Heute habe ich den ersten Schritt getan, um mich von einem Dämon zu verabschieden, der mich seit Langem begleitet. Dieser Dämon ist das Laufen, das mir  sportlich hin oder her – schwer fällt, solange Sport in meinem Leben auf die eine oder andere Art Thema ist. Sprich: seit der Schulzeit. Dazu entschieden, dass dieser Dämon verschwinden muss, habe ich mich aus zwei Gründen:

1. Laufen ist nicht nur sehr effektiv und würde mein übliches Training toll ergänzen, Laufen ist auch ein Sport, den ich überall betreiben kann, ohne großes beziehungsweise viel Equipment einpacken zu müssen, also bei Verwandtenbesuchen oder im Urlaub.

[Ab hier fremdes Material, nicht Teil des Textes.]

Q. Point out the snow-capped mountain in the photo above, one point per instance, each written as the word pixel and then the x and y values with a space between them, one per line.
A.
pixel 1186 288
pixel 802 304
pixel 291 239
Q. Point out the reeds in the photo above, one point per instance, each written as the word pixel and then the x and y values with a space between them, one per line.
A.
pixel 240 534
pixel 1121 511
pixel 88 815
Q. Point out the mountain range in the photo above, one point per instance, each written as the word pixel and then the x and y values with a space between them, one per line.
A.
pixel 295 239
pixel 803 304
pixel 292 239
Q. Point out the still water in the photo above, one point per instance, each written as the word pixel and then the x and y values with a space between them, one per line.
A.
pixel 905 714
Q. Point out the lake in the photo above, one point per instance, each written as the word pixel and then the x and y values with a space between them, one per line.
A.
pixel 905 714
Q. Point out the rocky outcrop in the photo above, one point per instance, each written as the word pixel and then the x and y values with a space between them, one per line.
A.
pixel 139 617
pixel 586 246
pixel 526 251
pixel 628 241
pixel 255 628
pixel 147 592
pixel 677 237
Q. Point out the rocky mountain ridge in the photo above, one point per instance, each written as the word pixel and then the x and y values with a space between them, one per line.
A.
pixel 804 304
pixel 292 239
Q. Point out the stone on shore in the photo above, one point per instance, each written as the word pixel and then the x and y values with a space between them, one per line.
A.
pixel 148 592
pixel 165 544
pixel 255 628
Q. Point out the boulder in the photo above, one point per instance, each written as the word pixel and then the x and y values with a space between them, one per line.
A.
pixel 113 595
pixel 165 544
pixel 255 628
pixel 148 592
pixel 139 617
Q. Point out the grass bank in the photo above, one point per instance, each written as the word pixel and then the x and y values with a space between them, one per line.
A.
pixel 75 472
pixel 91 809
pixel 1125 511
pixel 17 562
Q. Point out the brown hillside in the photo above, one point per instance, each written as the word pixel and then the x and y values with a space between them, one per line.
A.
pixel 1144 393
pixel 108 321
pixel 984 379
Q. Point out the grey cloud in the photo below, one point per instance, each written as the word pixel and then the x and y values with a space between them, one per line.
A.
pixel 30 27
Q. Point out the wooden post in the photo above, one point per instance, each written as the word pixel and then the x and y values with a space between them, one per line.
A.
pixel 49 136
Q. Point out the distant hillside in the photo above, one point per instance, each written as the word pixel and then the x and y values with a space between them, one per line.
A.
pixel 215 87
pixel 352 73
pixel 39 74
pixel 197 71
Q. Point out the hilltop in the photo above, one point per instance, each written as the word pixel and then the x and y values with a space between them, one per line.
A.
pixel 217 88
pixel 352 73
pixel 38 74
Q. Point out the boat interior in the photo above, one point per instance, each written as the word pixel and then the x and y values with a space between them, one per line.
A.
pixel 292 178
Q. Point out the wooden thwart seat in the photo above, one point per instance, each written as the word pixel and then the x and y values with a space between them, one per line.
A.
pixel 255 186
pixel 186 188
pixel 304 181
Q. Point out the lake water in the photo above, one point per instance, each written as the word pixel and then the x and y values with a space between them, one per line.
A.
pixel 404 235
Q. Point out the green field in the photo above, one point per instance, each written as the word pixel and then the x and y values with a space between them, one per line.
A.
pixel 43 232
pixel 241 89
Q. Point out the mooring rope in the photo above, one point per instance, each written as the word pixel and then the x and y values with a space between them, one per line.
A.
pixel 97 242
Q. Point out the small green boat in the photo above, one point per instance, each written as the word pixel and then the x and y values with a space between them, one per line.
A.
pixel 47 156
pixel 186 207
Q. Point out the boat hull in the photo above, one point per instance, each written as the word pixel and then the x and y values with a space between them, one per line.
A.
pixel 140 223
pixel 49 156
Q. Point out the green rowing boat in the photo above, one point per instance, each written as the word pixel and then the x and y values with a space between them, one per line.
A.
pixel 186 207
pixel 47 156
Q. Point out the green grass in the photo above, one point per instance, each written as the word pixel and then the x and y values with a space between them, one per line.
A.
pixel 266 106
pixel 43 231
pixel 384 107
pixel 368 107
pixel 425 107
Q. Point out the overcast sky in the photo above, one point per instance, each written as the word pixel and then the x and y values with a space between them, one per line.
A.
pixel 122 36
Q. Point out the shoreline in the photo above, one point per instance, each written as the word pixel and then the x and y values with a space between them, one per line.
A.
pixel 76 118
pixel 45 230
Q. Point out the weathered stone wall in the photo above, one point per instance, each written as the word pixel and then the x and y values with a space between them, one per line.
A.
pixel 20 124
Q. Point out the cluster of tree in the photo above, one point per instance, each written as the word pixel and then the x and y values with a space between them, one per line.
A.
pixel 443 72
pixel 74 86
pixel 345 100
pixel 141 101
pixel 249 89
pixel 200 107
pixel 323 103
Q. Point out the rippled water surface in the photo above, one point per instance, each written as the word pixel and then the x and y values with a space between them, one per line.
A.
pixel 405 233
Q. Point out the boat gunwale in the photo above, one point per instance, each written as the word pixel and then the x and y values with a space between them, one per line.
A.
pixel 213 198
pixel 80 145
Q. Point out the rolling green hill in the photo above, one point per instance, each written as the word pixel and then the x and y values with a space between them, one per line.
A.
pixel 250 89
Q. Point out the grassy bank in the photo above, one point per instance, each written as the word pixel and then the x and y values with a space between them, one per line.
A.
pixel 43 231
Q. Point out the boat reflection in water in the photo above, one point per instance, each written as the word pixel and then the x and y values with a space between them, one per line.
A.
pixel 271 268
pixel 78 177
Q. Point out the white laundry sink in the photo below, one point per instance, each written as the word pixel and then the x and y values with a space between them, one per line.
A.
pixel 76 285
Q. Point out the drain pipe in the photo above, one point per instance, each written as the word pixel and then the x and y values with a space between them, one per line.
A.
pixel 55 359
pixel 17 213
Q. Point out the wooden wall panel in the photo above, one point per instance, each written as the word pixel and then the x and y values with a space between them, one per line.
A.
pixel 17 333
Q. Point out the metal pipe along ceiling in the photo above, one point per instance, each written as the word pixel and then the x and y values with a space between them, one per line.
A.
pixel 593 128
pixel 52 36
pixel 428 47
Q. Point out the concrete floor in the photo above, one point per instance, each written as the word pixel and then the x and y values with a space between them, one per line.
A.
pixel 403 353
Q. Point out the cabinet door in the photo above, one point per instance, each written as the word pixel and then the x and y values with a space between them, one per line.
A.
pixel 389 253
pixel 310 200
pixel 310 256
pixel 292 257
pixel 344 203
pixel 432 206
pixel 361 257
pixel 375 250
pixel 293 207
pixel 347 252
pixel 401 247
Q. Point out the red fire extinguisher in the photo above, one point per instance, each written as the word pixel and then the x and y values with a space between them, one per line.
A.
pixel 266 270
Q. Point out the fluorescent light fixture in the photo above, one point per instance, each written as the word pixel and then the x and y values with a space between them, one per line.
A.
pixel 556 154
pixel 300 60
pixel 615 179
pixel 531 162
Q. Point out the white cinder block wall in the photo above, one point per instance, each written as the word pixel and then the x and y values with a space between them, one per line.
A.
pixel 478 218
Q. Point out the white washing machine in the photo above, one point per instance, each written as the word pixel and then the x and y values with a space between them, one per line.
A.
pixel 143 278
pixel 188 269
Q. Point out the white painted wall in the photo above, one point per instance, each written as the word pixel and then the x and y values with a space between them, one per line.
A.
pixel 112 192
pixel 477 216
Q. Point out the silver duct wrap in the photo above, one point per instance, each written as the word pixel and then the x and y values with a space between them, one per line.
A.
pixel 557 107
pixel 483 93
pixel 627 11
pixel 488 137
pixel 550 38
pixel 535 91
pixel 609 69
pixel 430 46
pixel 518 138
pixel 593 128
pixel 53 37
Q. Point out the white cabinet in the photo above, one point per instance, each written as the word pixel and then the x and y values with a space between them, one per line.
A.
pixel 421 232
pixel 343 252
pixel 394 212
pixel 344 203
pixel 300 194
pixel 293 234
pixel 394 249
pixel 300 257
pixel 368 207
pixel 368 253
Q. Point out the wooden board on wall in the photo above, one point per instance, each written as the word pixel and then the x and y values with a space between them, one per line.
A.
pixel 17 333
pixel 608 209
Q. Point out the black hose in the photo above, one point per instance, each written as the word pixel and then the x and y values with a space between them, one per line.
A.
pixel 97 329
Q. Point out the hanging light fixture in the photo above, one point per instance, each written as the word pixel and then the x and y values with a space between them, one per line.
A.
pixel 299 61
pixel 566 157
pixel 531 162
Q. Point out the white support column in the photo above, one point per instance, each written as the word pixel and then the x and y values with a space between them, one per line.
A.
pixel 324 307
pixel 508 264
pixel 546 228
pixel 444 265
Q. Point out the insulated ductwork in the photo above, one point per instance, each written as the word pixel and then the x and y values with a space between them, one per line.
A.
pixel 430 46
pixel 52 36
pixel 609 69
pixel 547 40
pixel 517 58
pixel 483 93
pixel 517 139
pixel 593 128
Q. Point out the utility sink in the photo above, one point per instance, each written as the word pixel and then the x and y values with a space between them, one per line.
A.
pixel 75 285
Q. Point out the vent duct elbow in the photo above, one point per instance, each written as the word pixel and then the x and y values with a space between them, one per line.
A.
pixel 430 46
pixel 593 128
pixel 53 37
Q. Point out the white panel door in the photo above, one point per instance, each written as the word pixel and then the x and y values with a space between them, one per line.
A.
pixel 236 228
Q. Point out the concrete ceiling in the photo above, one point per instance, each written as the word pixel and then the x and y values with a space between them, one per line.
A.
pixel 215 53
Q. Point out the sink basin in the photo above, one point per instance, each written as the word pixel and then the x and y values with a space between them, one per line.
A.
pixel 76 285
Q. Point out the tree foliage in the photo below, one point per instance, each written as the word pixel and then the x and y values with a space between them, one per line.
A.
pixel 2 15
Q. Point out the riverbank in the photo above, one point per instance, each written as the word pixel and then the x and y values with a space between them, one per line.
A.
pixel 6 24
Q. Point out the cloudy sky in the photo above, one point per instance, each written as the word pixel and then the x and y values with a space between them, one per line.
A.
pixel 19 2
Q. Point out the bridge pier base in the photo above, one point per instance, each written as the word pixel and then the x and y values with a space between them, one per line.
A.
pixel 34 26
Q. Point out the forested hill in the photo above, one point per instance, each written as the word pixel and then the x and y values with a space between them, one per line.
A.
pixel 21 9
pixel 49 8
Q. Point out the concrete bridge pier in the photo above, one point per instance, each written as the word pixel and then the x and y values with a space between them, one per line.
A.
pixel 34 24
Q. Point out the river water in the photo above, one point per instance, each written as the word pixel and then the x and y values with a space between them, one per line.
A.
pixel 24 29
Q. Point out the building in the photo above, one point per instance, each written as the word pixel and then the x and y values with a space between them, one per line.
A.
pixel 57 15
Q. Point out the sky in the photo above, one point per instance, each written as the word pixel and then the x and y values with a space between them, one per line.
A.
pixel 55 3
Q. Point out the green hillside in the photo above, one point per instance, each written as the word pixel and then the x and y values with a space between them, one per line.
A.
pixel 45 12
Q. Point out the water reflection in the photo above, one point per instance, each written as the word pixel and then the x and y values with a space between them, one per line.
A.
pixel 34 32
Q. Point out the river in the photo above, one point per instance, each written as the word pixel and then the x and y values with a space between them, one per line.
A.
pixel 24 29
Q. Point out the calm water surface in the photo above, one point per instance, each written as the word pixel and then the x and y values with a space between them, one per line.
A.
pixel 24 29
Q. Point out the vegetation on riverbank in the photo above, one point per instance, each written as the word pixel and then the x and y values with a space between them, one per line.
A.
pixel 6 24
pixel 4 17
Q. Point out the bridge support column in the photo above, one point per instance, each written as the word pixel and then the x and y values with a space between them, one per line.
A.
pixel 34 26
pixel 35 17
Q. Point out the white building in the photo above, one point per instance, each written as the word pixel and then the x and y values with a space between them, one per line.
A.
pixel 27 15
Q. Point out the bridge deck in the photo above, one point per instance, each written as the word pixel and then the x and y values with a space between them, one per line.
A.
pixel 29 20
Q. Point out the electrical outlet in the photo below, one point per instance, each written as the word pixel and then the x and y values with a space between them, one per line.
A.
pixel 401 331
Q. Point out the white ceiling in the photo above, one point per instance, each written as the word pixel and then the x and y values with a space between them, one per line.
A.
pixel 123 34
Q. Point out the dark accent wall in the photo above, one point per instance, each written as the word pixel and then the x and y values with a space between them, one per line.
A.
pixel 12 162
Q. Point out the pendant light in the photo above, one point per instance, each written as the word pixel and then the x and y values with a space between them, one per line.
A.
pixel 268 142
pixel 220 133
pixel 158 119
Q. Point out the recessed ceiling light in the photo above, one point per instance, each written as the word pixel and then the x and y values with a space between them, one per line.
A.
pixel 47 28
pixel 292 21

2. Der Dämon muss weg. Punkt.

Los ging es heute damit, dass ein Trainer meines Sportstudios mir eine Viertelstunde beim Laufen zugesehen hat. Und siehe da: Mein Laufstil ist stark verbesserungswürdig. (Und das war noch freundlich ausgedrückt.) Ich mache einen grundlegenden Fehler. Beim Laufen kommen meine Fersen nicht hoch genug. Dadurch mache ich zu kurze Schritte und komme zu hart auf. Und das ist kräftezehrend. Also ist demnächst Technik-Training angesagt. Damit ich mir den schlechten Laufstil, den ich mir vor vielen, vielen Jahren angewöhnt habe, wieder abgewöhne. Uff!